Définition de l'attaque par empoisonnement du cache ARP
Qu'est-ce que l'empoisonnement ARP ?
L'empoisonnement ARP est une attaque pouvant être menée par un adversaire qui se trouve sur le même sous-réseau que la victime visée. En abusant du protocole ARP, l'attaquant peut faire en sorte que le trafic réseau de l'utilisateur soit redirigé vers son propre ordinateur, ce qui peut lui permettre d'écouter le trafic ou de l'altérer avant de le transmettre au destinataire prévu.
Qu'est-ce que l'ARP ?
Avant de plonger dans les détails de l'empoisonnement du cache ARP, il est important de connaître le rôle de l'ARP au sein d'un réseau.

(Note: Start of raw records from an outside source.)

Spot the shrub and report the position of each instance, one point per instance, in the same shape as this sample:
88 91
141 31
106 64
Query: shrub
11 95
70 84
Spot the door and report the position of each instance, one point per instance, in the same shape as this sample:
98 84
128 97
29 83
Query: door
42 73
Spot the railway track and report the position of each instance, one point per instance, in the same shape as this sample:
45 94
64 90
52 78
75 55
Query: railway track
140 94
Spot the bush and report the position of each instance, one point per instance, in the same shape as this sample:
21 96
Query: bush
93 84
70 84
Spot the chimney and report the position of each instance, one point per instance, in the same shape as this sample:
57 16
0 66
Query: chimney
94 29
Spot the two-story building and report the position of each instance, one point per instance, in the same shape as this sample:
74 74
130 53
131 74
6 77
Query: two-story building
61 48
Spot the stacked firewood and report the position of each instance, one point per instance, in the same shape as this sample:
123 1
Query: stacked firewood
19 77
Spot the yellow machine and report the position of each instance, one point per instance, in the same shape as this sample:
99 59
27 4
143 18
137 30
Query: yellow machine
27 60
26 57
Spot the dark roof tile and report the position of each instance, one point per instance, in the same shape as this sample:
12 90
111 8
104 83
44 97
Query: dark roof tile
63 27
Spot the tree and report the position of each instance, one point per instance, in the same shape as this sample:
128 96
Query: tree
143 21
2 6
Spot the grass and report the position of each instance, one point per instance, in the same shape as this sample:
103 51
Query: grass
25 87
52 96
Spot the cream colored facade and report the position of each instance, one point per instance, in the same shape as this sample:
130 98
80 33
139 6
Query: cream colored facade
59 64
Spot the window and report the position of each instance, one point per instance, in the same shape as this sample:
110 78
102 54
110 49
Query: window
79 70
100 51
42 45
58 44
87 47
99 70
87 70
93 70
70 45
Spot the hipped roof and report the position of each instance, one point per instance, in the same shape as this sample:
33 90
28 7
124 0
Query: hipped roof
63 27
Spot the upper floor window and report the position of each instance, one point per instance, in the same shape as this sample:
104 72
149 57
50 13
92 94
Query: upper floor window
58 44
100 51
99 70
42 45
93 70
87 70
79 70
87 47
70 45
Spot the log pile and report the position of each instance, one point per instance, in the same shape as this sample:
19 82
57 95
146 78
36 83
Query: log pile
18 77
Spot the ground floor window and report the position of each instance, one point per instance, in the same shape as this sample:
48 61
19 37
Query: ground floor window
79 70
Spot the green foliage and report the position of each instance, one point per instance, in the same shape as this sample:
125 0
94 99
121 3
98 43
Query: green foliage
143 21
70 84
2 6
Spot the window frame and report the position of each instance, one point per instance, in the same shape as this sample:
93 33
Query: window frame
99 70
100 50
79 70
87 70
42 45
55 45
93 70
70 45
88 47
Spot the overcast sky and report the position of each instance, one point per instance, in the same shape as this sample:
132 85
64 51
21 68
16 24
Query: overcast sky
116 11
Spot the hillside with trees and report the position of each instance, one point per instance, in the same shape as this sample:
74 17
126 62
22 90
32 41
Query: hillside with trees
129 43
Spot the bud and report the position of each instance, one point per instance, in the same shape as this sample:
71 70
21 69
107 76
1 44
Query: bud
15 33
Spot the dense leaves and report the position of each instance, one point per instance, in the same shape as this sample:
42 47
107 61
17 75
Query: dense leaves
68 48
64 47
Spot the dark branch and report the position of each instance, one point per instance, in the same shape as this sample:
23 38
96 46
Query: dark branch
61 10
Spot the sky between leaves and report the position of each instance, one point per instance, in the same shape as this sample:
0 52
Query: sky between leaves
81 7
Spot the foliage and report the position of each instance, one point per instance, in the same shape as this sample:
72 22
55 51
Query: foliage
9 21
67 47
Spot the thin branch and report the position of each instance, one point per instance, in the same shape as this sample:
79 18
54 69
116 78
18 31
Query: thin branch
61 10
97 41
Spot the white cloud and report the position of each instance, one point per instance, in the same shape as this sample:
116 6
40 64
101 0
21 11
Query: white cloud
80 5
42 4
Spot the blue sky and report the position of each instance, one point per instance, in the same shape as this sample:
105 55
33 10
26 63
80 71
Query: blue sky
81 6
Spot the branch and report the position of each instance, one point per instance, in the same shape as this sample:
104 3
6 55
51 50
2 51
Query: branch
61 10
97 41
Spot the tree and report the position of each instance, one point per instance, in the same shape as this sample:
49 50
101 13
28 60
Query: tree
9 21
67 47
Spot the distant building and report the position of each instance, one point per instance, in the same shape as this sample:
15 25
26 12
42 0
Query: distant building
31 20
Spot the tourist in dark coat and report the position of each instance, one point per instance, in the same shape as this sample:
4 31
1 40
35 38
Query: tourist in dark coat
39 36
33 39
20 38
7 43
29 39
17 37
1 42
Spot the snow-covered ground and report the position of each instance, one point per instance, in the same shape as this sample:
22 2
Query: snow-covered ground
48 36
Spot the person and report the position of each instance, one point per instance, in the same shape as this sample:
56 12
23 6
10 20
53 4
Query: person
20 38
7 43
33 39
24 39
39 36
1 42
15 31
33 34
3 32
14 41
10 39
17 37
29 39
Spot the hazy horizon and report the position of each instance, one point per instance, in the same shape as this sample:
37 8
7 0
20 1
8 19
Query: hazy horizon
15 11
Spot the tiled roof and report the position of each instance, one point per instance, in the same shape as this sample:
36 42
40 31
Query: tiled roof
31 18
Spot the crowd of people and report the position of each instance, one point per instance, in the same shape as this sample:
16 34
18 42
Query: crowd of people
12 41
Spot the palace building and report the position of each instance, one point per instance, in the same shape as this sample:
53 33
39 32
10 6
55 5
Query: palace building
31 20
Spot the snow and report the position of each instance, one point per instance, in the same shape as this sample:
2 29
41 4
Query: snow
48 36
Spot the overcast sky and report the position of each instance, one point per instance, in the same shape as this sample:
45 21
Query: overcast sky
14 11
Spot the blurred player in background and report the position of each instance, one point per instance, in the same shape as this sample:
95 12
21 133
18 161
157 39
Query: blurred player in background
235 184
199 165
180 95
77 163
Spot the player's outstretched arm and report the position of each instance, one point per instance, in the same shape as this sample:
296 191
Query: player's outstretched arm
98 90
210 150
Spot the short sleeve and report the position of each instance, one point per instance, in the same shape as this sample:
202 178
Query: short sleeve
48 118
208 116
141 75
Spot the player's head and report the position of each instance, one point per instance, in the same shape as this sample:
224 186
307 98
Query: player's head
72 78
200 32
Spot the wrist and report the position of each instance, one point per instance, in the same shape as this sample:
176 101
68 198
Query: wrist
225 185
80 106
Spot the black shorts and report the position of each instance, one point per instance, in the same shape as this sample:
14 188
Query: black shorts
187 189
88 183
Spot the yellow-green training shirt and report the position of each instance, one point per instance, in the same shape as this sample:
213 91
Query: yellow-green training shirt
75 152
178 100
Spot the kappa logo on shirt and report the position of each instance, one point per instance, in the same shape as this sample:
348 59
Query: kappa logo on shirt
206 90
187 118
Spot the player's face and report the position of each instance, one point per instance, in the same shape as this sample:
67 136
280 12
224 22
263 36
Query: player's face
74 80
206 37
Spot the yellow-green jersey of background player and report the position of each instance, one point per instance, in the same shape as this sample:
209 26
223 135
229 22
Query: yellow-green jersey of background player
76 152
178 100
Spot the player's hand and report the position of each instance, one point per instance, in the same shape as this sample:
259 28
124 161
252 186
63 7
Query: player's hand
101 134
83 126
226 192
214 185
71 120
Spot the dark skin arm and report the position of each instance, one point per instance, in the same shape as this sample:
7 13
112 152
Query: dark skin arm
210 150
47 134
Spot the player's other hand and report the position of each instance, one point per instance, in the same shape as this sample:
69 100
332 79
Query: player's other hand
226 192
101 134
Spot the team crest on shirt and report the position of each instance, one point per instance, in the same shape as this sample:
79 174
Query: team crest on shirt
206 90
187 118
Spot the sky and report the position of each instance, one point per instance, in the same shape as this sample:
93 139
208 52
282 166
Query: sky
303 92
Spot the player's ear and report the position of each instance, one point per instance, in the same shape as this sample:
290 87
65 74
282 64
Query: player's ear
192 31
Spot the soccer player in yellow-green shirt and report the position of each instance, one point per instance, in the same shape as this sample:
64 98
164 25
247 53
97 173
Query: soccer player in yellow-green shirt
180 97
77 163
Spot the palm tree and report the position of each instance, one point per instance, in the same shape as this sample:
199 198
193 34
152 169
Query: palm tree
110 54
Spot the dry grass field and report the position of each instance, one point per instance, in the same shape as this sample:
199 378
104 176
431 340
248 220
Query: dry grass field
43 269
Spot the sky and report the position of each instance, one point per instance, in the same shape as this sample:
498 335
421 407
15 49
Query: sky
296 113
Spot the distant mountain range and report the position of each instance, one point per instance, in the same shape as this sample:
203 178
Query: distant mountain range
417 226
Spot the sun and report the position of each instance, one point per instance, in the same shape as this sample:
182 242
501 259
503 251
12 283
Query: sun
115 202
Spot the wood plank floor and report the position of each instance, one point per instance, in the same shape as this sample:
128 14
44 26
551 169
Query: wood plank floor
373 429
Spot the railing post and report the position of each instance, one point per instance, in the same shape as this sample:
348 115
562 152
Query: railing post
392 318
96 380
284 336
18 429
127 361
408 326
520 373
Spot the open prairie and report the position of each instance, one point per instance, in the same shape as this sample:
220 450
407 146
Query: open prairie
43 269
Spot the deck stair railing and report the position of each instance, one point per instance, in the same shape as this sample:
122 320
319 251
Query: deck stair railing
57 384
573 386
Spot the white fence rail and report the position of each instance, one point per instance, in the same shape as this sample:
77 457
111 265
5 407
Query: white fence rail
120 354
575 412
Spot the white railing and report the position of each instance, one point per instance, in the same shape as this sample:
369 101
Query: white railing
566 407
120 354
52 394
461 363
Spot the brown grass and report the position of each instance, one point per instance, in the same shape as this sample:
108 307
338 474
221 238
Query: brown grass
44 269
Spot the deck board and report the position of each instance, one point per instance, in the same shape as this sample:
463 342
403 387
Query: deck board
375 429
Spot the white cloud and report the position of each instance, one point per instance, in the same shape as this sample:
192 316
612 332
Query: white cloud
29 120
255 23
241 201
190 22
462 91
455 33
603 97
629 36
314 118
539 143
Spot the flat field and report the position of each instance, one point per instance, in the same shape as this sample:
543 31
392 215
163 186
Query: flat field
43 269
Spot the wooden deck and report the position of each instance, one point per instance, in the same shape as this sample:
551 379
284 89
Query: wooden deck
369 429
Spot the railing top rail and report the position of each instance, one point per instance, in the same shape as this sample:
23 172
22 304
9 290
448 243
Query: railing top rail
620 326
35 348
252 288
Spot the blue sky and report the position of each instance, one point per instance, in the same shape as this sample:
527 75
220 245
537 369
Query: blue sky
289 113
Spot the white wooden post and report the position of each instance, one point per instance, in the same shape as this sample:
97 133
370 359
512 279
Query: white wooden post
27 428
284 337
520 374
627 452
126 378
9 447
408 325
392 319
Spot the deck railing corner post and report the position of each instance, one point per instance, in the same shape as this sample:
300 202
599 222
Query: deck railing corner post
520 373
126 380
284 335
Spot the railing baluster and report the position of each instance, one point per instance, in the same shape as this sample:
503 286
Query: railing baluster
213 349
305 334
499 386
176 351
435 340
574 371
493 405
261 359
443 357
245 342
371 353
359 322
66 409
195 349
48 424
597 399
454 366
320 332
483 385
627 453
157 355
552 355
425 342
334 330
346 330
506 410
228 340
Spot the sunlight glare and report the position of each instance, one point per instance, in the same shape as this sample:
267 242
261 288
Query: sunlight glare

Le protocole de résolution d'adresses (ARP) a pour fonction de convertir les adresses IP en adresses MAC.
Lorsque le trafic circule sur Internet ou d'autres réseaux, une adresse IP sert à identifier de façon unique l'ordinateur de destination et à aider les routeurs en chemin à trouver la route appropriée. Toutefois, une fois à l'intérieur d'un sous-réseau donné — un ensemble d'appareils directement connectés à un routeur, à un concentrateur ou à un commutateur — une adresse matérielle, ou adresse MAC, sert à diriger le paquet vers la bonne carte d'interface réseau (NIC).
Le protocole ARP permet à un routeur de constituer une table de correspondance associant les adresses IP aux adresses MAC. Lorsqu'un routeur reçoit un paquet portant une adresse IP pour laquelle il ne possède pas d'adresse MAC, il envoie une demande d'information. L'ordinateur qui possède cette adresse IP répond avec son adresse MAC, ce qui permet au routeur d'acheminer le paquet à destination.
Comment fonctionne l'empoisonnement du cache ARP ?
Si l'ARP est un protocole fonctionnel, ce n'est pas un protocole sécurisé. Lorsqu'un routeur envoie une requête ARP, il accepte et croit la première réponse qu'il reçoit. De plus, les routeurs peuvent accepter des réponses ARP non sollicitées, par lesquelles un ordinateur met à jour la correspondance entre adresse IP et adresse MAC sans que le routeur ait demandé cette mise à jour.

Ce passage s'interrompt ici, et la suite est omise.